Вот уже семь лет день и ночь я хожу с одной только мыслью — о ней. Если бы христианин был так же верен своему Богу, как я верен ей, мы все были бы Иисусами. Днем и ночью я думал только о ней, даже когда изменял. Мне казалось, что я наконец освободился от нее, но это не так; иногда, свернув за угол, я внезапно узнаю маленький садик — несколько деревьев и скамеек, — где мы когда-то стояли и ссорились, доводя друг друга до исступления дикими сценами ревности. И всегда это происходило в пустынном, заброшенном месте — на площади Эстрапад или на занюханных и никому не известных улочках возле мечети или авеню Бретёй, зияющей, как открытая могила, где так темно и безлюдно уже в десять часов вечера, что у вас является мысль о самоубийстве или убийстве, о чем-то, что могло бы влить хоть каплю жизни в эту мертвую тишину. Когда я думаю о том, что она ушла, ушла, вероятно, навсегда, передо мной разверзается пропасть и я падаю, падаю без конца в бездонное черное пространство. Это хуже, чем слезы, глубже, чем сожаление и боль горя; это та пропасть, в которую был низвергнут Сатана. Оттуда нет надежды выбраться, там нет ни луча света, ни звука человеческого голоса, ни прикосновения человеческой руки.

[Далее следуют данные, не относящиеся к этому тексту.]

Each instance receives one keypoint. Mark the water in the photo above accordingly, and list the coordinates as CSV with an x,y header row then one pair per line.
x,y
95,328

Бродя по ночным улицам, тысячи раз я задавал себе вопрос, наступит ли когда-нибудь время, когда она будет опять рядом со мной; все эти голодные, отчаянные взгляды, которые я бросал на дома и скульптуры, стали теперь невидимой частью этих скульптур и домов, впитавших мою тоску. Я не могу забыть, как мы бродили вдвоем по этим жалким, бедным улочкам, вобравшим мои мечты и мое вожделение, а она не замечала и не чувствовала ничего: для нее это были обыкновенные улочки, может быть более грязные, чем в других городах, но ничем не примечательные. Она не помнила, что на том углу я наклонился, чтобы поднять оброненную ею шпильку, а на этом — чтобы завязать шнурки на ее туфлях. А я навсегда запомнил место, где стояла ее нога. И это место сохранится даже тогда, когда все эти соборы превратятся в развалины, а европейская цивилизация навсегда исчезнет с лица земли.
Однажды ночью, когда в припадке особенно болезненной тоски и одиночества я шел по улице Ломон, некоторые вещи открылись мне с необычайной ясностью. Было ли это потому, что я вспомнил фразу, сказанную Моной, когда мы стояли на площади Люсьена Эрра, — не знаю. «Почему ты не покажешь мне тот Париж, — сказала она, — Париж, о котором ты всегда пишешь?» И тут я внезапно ясно понял, что не смог бы никогда раскрыть перед нею тот Париж, который я изучил так хорошо, Париж, в котором нет арондисманов, Париж, который никогда не существовал вне моего одиночества и моей голодной тоски по ней. Такой огромный Париж! Целой жизни не хватило бы, чтобы обойти его снова. Этот Париж, ключ к которому — только у меня, не годится для экскурсий даже с самыми лучшими намерениями; это Париж, который надо прожить и прочувствовать, каждый день проходя через тысячи утонченных страданий. Париж, который растет внутри вас, как рак, и будет расти, пока не сожрет вас совсем.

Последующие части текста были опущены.